Wednesday, July 26, 2017

Lettuce & Onions

This past weekend, we ate supper at my in-laws. We actually spend most Saturday evenings there. Its always a fun time to get together and catch up on whats going on with everyone. My mother in-law, Connie, always makes a big, country supper. Common items on the table, especially during this time of year, are fresh vegetables. At any given meal you're likely to see beans (pintos or green beans), potatoes (fried, browned, mashed), corn (on the cob or cut off and cooked up in a skillet), fried squash or okra, tomatoes, cucumbers, and one of my most favorite things: lettuce and onions. 

Mmm, fresh lettuce!

Lettuce and onions, also known as wilted lettuce or killed (kilt) lettuce, is a delicious southern side dish. While each family has their own way of making it, most of us can agree that fresh leaf lettuce, onions, and bacon grease are always involved. Those of you who happen to read this blog who aren't from Appalachia may think this sounds disgusting but I'm fairly certain that you'd like it if you'd try it! 

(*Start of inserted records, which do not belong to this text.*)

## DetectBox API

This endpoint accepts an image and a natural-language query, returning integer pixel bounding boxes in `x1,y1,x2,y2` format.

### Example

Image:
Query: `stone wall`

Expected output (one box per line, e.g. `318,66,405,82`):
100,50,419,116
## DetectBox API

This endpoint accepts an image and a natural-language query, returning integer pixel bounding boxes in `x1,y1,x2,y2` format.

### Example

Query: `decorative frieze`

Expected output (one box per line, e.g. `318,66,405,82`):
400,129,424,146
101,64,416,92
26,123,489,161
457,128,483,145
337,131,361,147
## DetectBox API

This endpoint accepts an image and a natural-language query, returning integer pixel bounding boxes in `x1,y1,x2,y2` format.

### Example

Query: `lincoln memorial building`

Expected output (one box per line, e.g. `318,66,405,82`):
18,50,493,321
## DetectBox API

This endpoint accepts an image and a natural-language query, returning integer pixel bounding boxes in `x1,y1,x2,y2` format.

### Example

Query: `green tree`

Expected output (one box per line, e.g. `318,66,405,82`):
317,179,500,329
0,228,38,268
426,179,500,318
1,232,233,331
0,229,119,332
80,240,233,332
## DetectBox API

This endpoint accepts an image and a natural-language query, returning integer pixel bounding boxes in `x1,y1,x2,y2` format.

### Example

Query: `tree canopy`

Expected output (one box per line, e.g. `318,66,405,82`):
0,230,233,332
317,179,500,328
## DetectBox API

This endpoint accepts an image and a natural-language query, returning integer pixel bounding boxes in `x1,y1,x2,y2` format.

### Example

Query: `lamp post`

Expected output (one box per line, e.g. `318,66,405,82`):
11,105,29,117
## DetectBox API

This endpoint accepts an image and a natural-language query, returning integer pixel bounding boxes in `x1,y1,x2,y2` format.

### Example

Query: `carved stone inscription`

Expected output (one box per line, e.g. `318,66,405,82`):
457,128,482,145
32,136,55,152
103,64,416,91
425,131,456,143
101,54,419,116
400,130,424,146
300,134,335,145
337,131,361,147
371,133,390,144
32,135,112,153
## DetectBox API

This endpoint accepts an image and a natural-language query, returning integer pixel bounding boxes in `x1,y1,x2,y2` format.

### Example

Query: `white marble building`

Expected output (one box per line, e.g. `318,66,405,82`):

Making this dish is super simple. First, you're going to want to gather some fresh, tender leaf lettuce. Wash, pat dry, and tear up in to smaller pieces. Next, chop up and add some onions. Spring green onions always seem to taste the best but you can add a regular ol' onion and it'll still be tasty. Now you're going to want to get some bacon grease. You can fry you up several slices of bacon, remove when crispy, chop up the bacon, and then add it and the hot grease over the lettuce and onions and toss to cover. 

Now if you sprinkle on some salt and pepper, you would be ready to enjoy your lettuce and onions the way I grew up eating them. When I got married and ate this dish at my husband's Granny Stalcup's house, I noticed that it had a little bit of a sweet taste to it. She told me that she added a splash of vinegar and sprinkling of sugar to it. It was delicious! My mother in-law happened to add a splash of pickle juice (basically the same thing) to hers and it is delicious too. 

You don't have to add fresh grease if you happen to save your bacon grease. Again, some of you folks that aren't from these parts may find this odd. Trust me when I tell you that this is a long standing tradition in Appalachia. Many meals were stretched by warming up a little of that precious pork grease, adding some flour and milk, and pouring this delicious gravy over some biscuits or even meat and potatoes. Most people pour their clean grease (try to remove any bits of meat) in a Mason jar or grease can. If you happen to save your grease, just warm some up and pour over your greens. 

This grease can belonged to Granny Stalcup. 
After she passed, my husband and I chose this, 
a glass cookie jar that was never empty, and 
a coffee cup that Papaw Stalcup always used as 
little tokens to remember them by. 

This is what The Encyclopedia of Appalachia had to say about wilted lettuce: "Although its origin is obscure, wilted lettuce, also called killed lettuce, has long been a popular and valued food in the region. Because a variety of greens thrive for months in Appalachia, the simple recipe can be used for much of the year. As a stand alone dish, wilted lettuce can be served in lieu of a salad before a meal. As a side dish, it is commonly served with pinto beans. Wilted lettuce is not distinctly Appalachian or American; greens were cultivated and eaten in this manner in Europe for many years prior to the arrival of the colonists in the New World. The dish has also been found in some Native American diets."

Do y'all enjoy lettuce and onions? Does your family have a different recipe?